Wir begrüßen die eindeutige Benennung der Tat von Hanau als das, was sie ist – ein Akt rassistischen Terrors – und stellen uns hinter den Aufruf zu mehr gesellschaftlicher Solidarität.
Dennoch müssen wir auch Kritik üben: In keinem der Redebeiträge wurden wirklich Konsequenzen aus den Ereignissen in Hanau gezogen. Stattdessen blieb es bei mehr oder weniger unpolitischen Betroffenheitsbekundungen. Wenn Nazis aber mordend durch das Land ziehen, dann reicht es nicht aus, in Gedanken bei den Betroffenen rechten Terrors zu sein oder für diese zu beten. Um zu verhindern, dass der rassistische Terror weitere Opfer fordert, muss endlich entschlossen gehandelt werden: Nazi-Netzwerke, egal ob im Netz oder „offline“, müssen aufgedeckt, entwaffnet und zerschlagen werden. Die Bedrohung, die von rechtem Terror ausgeht muss endlich ernst genommen werden. Die Stimmen der migrantischen Communities, die täglich von Rassismus betroffen sind, dürfen nicht länger ignoriert werden.

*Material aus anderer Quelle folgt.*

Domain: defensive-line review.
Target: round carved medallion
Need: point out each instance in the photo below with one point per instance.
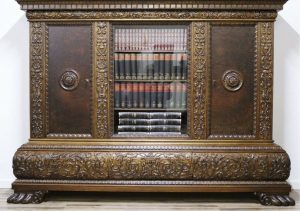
(232, 80)
(69, 80)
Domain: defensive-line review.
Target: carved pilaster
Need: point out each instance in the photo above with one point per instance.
(37, 75)
(265, 79)
(199, 71)
(101, 79)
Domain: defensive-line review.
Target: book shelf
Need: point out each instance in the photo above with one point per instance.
(151, 96)
(150, 75)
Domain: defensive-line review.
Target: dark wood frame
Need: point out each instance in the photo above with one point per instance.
(100, 162)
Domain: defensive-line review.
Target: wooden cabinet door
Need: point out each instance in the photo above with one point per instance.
(69, 91)
(232, 87)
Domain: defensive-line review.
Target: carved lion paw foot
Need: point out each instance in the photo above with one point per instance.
(275, 199)
(34, 197)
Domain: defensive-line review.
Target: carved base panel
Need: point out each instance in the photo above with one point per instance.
(148, 168)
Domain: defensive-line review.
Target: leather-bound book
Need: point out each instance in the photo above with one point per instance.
(161, 65)
(160, 92)
(166, 95)
(156, 63)
(116, 66)
(168, 64)
(141, 99)
(135, 95)
(129, 100)
(133, 66)
(117, 95)
(127, 66)
(147, 95)
(123, 94)
(122, 66)
(153, 95)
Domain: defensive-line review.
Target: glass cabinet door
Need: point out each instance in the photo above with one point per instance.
(150, 80)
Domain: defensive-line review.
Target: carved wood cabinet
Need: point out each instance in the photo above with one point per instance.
(151, 96)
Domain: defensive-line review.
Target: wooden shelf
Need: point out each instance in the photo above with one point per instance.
(150, 80)
(151, 109)
(150, 51)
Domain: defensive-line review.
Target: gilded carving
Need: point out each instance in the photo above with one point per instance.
(199, 62)
(151, 165)
(152, 15)
(37, 84)
(101, 75)
(246, 166)
(265, 84)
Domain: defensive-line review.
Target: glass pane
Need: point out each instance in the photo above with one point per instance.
(150, 70)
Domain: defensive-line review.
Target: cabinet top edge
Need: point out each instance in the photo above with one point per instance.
(45, 5)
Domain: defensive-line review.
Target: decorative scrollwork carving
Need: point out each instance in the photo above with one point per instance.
(151, 165)
(265, 78)
(232, 80)
(101, 31)
(151, 15)
(34, 197)
(268, 199)
(200, 71)
(69, 80)
(37, 75)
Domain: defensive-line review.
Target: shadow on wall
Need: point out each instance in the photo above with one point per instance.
(286, 51)
(14, 65)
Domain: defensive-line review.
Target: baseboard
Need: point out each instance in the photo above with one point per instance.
(6, 183)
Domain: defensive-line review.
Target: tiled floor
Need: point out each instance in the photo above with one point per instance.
(144, 201)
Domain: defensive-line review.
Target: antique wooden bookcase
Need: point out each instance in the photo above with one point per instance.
(151, 96)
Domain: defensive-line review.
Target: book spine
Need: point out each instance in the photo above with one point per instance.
(178, 95)
(129, 95)
(156, 66)
(165, 115)
(116, 66)
(168, 63)
(123, 94)
(147, 95)
(139, 66)
(161, 66)
(153, 95)
(135, 115)
(160, 92)
(117, 95)
(121, 66)
(179, 66)
(183, 96)
(174, 66)
(141, 95)
(133, 66)
(150, 66)
(145, 66)
(166, 95)
(135, 93)
(127, 66)
(172, 95)
(184, 66)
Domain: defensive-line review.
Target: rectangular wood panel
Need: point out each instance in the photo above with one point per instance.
(69, 75)
(232, 112)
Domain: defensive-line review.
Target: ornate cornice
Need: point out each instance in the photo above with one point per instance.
(151, 5)
(52, 15)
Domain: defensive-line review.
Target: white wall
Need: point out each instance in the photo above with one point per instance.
(14, 85)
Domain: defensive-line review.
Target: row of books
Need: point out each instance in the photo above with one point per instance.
(150, 95)
(138, 39)
(149, 115)
(149, 128)
(150, 66)
(149, 122)
(133, 121)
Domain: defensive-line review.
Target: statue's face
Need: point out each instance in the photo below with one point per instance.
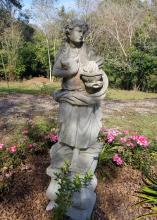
(76, 35)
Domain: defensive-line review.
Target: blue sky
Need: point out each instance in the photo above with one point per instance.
(67, 3)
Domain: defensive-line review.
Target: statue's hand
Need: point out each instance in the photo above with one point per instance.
(91, 67)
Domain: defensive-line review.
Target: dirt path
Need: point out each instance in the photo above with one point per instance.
(26, 199)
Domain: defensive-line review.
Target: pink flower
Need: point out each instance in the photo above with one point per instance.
(123, 140)
(25, 132)
(13, 149)
(53, 137)
(117, 159)
(140, 140)
(103, 129)
(1, 146)
(126, 132)
(112, 134)
(131, 144)
(30, 145)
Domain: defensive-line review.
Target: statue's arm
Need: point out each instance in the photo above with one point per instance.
(94, 57)
(65, 66)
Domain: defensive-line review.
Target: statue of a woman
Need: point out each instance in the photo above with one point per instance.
(84, 84)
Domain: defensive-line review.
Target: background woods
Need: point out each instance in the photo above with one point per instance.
(124, 33)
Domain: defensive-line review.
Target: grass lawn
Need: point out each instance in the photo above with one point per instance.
(145, 124)
(46, 88)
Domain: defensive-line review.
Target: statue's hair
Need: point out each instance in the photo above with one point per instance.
(71, 24)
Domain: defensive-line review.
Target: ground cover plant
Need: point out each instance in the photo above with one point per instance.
(32, 141)
(128, 148)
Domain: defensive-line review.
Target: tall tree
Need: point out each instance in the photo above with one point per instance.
(44, 13)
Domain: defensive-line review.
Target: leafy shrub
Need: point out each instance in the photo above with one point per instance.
(124, 147)
(67, 186)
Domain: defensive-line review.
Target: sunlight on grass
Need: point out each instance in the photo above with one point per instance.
(117, 94)
(145, 124)
(37, 87)
(28, 87)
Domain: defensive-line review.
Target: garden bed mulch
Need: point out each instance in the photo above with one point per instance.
(27, 201)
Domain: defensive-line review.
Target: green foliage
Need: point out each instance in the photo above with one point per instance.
(35, 138)
(148, 194)
(120, 148)
(67, 186)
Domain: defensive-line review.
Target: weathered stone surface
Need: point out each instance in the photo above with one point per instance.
(84, 85)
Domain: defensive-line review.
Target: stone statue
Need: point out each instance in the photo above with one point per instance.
(84, 84)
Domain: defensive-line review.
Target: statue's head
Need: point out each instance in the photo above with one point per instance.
(75, 30)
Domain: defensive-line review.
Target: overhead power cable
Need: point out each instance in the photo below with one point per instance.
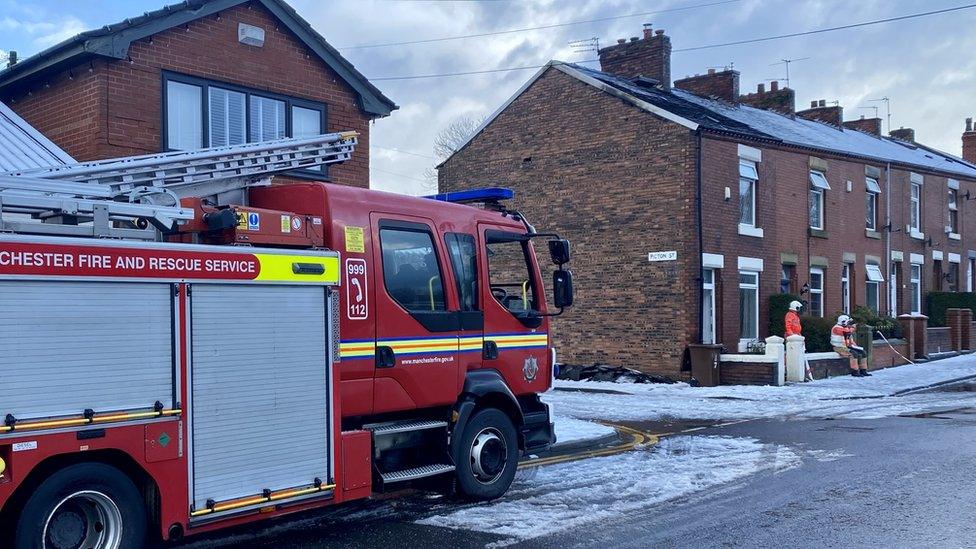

Auch gilt es, diejenigen beim Namen zu nennen, die durch ihre Rhetorik und Politik den Boden für rassistischen Terror bereiten, weil sie gegen MigrantInnen und all jene hetzen, die nicht in ihr völkisch-rassistisches Weltbild passen. Die AfD betätigt sich als „geistige Brandstifterin“ und trägt eine Mitschuld an den Morden in Hanau und Halle, genauso wie am Anschlag auf Walter Lübcke im vergangenen Sommer. In den Redebeiträgen auf der Kundgebung fand die AfD jedoch keine Erwähnung. Stattdessen bemühte Bürgermeister Elkemann lieber die Extremismustheorie, indem er davon sprach, dass „jegliche Polarisierung“ der Gesellschaft Schaden zufüge. Die Extremismustheorie, nach der die „demokratische Mitte“ angeblich durch die beiden „Extreme“ von links und rechts bedroht sei, wird gerne genutzt, um engagierte AntifaschistInnen mit Nazis gleichzusetzen. Mit solchen Aussagen wird rechter Terror effektiv relativiert und verharmlost.
Im Gespräch mit den VeranstalterInnen machten wir unseren Standpunkt und unsere Kritik an der Gestaltung der Mahnwache deutlich. Hier wurde von Seiten der VeranstalterInnen betont, dass man den „friedlichen Charakter“ der Mahnwache wahren wolle und Redebeiträge mit einer klareren politischen Positionierung nicht zu diesem Konzept passen würden.
Wir halten diese Haltung der VeranstalterInnen für falsch. In der gegenwärtigen Situation, in der Rechtsradikale durch das Land ziehen und antisemitische und rassistische Mordanschläge verüben, ist es umso wichtiger ganz klar antifaschistisch Stellung zu beziehen. Ein Gedenken mit Kerzen, das versucht sich so unpolitisch wie möglich zu geben, um auch ja nirgendwo anzuecken, genügt in diesen Zeiten nicht.
Trotz all der Kritik, ist es uns auch wichtig, zu betonen, dass wir es begrüßen, dass in Wiesloch, im Gegensatz zu anderen Städten – darunter auch Walldorf – überhaupt der Opfer des rassistischen Anschlags in Hanau gedacht wird. Auch freuen wir uns, dass trotz des kalten Wetters so viele Menschen am Mittwoch in Wiesloch auf die Straße gegangen sind, um ihre Anteilnahme und Solidarität mit den Opfern des rechten Terrors auszudrücken.